HTA expects rank to be specified in a trace file

Question

HTA expects rank to be specified in a trace file

lishen opened this issue 7 months ago · 3 comments

🐛 Describe the bug

tried to run a simple example to use HTA for the first time but ran into error when reading the trace analysis. here's the error message:

2024-02-21 12:43:20,242 - hta - trace.py:L389 - INFO - path_to/traces-1
2024-02-21 12:43:20,283 - hta - trace_file.py:L61 - ERROR - If the trace file does not have the rank specified in it, then add the following snippet key to the json files to use HTA; "distributedInfo": {"rank": 0}. If there are multiple traces files, then each file should have a unique rank value.
2024-02-21 12:43:20,283 - hta - trace_file.py:L92 - WARNING - There is no item in the rank to trace file map.
2024-02-21 12:43:20,284 - hta - trace.py:L535 - INFO - ranks=[]
2024-02-21 12:43:20,285 - hta - trace.py:L541 - ERROR - The list of ranks to be parsed is empty.

Steps to reproduce

first, i created a trace file:

import torch
from torch.profiler import (
    profile, schedule, 
    tensorboard_trace_handler, 
    ProfilerActivity)
import torchvision.models as models

model = models.resnet18().cuda()
inputs = torch.randn(5, 3, 224, 224).cuda()

tracing_schedule = schedule(skip_first=5, wait=5, warmup=2, active=2, repeat=1)
trace_handler = tensorboard_trace_handler(dir_name="./traces-1/", use_gzip=True)

with profile(
    activities = [ProfilerActivity.CPU, ProfilerActivity.CUDA],
    schedule = tracing_schedule,
    on_trace_ready = trace_handler,
    profile_memory = True,
    record_shapes = True,
    with_stack = True
) as prof:

    for idx in range(25):
        model(inputs)
        prof.step()

then i tried to read the trace:

from hta.trace_analysis import TraceAnalysis
trace_dir = "./traces-1/"
analyzer = TraceAnalysis(trace_dir=trace_dir)

Expected behavior

TraceAnalysis reads the trace file without error so that i can do something cool.

Environment

OS version: CentOS Linux release 7.9.2009
Python version: 3.9.1
PyTorch version: 2.2.0
torch-tb-profiler: 0.4.3
HTA version: 0.2.0
How did you installed HTA (pip, source): pip

Additional Info

No response

Answer 1 · 2024-02-22T03:05:55.000Z

HTA is primarily meant for distributed jobs. In this case, it appears you are using it for a single rank.
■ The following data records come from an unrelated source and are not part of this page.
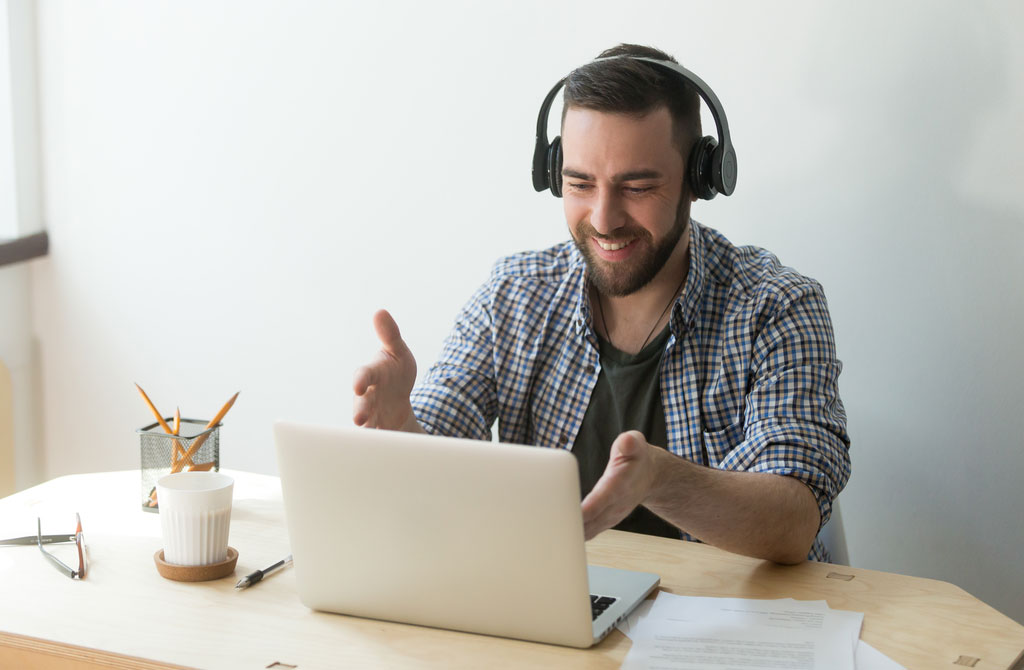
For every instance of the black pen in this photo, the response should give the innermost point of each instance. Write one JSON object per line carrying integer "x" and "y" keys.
{"x": 252, "y": 578}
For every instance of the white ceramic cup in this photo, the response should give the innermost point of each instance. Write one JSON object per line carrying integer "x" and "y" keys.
{"x": 195, "y": 516}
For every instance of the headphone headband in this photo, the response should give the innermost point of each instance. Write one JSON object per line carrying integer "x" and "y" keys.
{"x": 718, "y": 169}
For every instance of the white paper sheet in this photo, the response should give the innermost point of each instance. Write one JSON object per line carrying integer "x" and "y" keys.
{"x": 687, "y": 633}
{"x": 865, "y": 656}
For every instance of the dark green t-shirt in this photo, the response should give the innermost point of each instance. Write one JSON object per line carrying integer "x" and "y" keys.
{"x": 627, "y": 396}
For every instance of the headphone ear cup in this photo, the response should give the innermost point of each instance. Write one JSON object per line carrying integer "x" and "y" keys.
{"x": 555, "y": 167}
{"x": 699, "y": 168}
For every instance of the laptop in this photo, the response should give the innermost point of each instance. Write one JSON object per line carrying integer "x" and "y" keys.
{"x": 449, "y": 533}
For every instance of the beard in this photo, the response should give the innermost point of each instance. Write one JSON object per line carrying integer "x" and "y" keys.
{"x": 619, "y": 280}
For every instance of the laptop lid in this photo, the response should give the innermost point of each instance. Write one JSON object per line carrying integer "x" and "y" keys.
{"x": 440, "y": 532}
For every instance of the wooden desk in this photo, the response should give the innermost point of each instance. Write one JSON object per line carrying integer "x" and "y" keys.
{"x": 124, "y": 615}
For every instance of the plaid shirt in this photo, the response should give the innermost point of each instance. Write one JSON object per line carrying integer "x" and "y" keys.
{"x": 749, "y": 377}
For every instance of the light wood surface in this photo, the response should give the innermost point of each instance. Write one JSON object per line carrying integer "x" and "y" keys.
{"x": 124, "y": 615}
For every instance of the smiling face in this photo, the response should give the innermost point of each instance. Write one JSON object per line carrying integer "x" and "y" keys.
{"x": 624, "y": 197}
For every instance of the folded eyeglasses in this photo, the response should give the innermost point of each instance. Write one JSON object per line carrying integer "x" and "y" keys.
{"x": 39, "y": 539}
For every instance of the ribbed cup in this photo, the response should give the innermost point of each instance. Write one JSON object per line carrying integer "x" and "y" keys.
{"x": 195, "y": 516}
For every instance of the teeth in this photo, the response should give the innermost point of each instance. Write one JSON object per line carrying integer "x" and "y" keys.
{"x": 612, "y": 246}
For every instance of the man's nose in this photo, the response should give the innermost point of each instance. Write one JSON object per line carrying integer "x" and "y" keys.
{"x": 607, "y": 215}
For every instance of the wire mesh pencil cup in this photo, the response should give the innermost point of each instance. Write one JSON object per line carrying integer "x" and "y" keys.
{"x": 195, "y": 448}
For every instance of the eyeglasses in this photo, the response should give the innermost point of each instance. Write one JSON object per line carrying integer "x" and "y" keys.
{"x": 39, "y": 539}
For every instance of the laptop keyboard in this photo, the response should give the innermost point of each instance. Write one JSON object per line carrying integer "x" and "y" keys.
{"x": 598, "y": 603}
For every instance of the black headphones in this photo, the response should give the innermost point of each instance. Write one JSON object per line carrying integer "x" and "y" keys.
{"x": 712, "y": 165}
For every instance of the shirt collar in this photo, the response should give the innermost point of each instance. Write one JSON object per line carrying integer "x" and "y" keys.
{"x": 684, "y": 312}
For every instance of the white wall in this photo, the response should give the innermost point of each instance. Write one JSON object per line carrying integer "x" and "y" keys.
{"x": 231, "y": 190}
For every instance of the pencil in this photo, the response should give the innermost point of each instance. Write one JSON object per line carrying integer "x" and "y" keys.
{"x": 202, "y": 438}
{"x": 156, "y": 413}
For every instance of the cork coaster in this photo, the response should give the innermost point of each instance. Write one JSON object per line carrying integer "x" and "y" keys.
{"x": 196, "y": 573}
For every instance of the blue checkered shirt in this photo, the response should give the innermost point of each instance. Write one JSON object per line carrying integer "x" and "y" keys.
{"x": 749, "y": 377}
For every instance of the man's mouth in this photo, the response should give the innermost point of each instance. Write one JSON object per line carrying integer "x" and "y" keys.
{"x": 612, "y": 246}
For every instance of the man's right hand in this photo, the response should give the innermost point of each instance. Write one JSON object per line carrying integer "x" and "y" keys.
{"x": 382, "y": 387}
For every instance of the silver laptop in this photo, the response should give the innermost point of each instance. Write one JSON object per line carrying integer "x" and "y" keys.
{"x": 449, "y": 533}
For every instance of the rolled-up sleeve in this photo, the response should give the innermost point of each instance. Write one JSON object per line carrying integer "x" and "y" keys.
{"x": 458, "y": 395}
{"x": 794, "y": 419}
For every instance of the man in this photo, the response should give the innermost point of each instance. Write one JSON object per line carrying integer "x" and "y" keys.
{"x": 695, "y": 381}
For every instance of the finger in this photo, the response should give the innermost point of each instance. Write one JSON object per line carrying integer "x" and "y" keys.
{"x": 629, "y": 446}
{"x": 364, "y": 378}
{"x": 365, "y": 410}
{"x": 387, "y": 330}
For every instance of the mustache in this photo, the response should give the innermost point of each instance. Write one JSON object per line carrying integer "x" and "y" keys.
{"x": 584, "y": 228}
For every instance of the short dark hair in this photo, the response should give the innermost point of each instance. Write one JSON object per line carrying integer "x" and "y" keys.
{"x": 636, "y": 88}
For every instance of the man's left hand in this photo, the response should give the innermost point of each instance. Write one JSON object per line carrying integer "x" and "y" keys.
{"x": 627, "y": 482}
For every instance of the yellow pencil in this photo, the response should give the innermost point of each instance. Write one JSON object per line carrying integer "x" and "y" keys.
{"x": 202, "y": 438}
{"x": 156, "y": 413}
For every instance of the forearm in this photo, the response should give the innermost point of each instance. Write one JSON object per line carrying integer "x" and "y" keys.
{"x": 753, "y": 513}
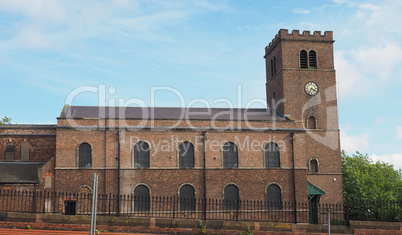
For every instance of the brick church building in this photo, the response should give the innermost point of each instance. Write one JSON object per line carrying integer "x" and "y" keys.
{"x": 287, "y": 152}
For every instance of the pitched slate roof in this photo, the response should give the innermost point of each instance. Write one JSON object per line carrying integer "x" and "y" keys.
{"x": 19, "y": 172}
{"x": 251, "y": 114}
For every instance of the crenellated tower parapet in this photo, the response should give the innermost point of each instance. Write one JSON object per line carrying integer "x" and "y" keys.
{"x": 283, "y": 34}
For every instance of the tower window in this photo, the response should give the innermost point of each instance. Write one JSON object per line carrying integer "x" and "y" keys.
{"x": 141, "y": 154}
{"x": 303, "y": 59}
{"x": 186, "y": 155}
{"x": 313, "y": 166}
{"x": 25, "y": 151}
{"x": 85, "y": 155}
{"x": 273, "y": 66}
{"x": 274, "y": 199}
{"x": 230, "y": 157}
{"x": 311, "y": 123}
{"x": 231, "y": 197}
{"x": 312, "y": 58}
{"x": 308, "y": 61}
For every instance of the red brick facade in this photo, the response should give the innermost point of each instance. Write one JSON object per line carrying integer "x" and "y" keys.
{"x": 164, "y": 177}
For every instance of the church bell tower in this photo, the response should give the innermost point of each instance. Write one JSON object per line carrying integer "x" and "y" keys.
{"x": 300, "y": 76}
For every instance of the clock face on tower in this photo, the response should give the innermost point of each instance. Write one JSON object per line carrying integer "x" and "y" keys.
{"x": 311, "y": 88}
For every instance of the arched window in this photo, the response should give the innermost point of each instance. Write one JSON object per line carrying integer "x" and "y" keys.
{"x": 186, "y": 155}
{"x": 312, "y": 59}
{"x": 274, "y": 197}
{"x": 272, "y": 158}
{"x": 48, "y": 181}
{"x": 311, "y": 123}
{"x": 230, "y": 158}
{"x": 10, "y": 151}
{"x": 141, "y": 198}
{"x": 231, "y": 198}
{"x": 141, "y": 154}
{"x": 25, "y": 151}
{"x": 187, "y": 198}
{"x": 273, "y": 66}
{"x": 303, "y": 59}
{"x": 85, "y": 155}
{"x": 313, "y": 166}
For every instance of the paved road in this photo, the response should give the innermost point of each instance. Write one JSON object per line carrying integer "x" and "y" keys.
{"x": 53, "y": 232}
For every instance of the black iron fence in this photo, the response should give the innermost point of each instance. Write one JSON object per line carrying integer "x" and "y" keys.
{"x": 210, "y": 209}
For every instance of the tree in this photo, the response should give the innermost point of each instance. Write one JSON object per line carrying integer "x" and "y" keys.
{"x": 5, "y": 121}
{"x": 372, "y": 191}
{"x": 364, "y": 179}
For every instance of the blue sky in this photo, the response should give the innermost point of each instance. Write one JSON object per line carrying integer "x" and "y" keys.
{"x": 204, "y": 49}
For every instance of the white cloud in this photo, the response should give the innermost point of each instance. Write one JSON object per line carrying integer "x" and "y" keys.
{"x": 394, "y": 159}
{"x": 369, "y": 6}
{"x": 301, "y": 11}
{"x": 399, "y": 132}
{"x": 348, "y": 76}
{"x": 366, "y": 68}
{"x": 380, "y": 60}
{"x": 353, "y": 143}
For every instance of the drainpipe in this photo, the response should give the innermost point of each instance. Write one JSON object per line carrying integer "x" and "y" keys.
{"x": 294, "y": 177}
{"x": 118, "y": 173}
{"x": 204, "y": 134}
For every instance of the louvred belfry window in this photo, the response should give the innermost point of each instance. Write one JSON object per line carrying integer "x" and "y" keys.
{"x": 303, "y": 59}
{"x": 312, "y": 59}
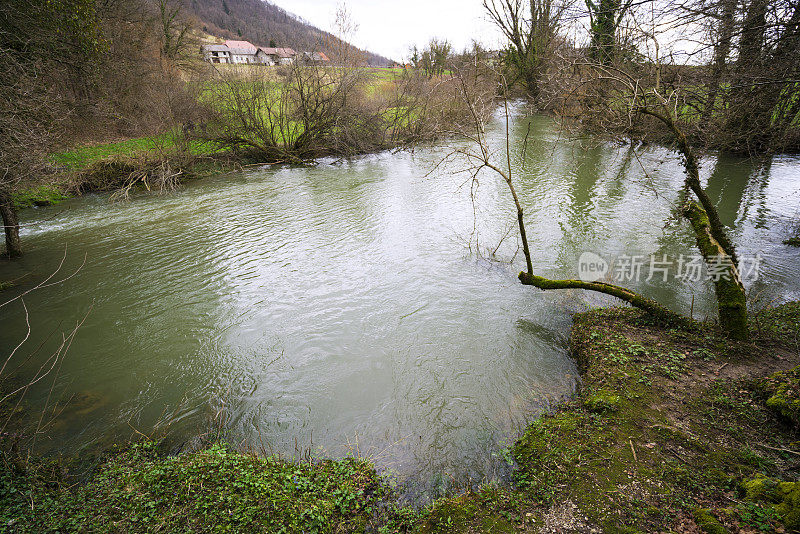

The error message clearly states what to do in this case.

2024-02-21 12:43:20,283 - hta - trace_file.py:L61 - ERROR - If the trace file does not have the rank specified in it, then add the following snippet key to the json files to use HTA; "distributedInfo": {"rank": 0}. If there are multiple traces files, then each file should have a unique rank value.

Feel free to reopen the issue if this doesn't solve the problem.

Answer 2 · 2024-02-22T16:03:36.000Z

yes, i realized that after i created the issue. however, it's natural for a beginner to start from a simple example. it's frustrating when even a simple example didn't work and the documentation doesn't say anything about it. it would be nice if you can make HTA work for traces that are generated from non-distributed jobs as well.

Answer 3 · 2024-02-22T18:25:26.000Z

Thanks for the feedback. This is not an issue with HTA but due to the fact that the PyTorch Profiler does not contain rank info in the trace when it profiles a single rank job.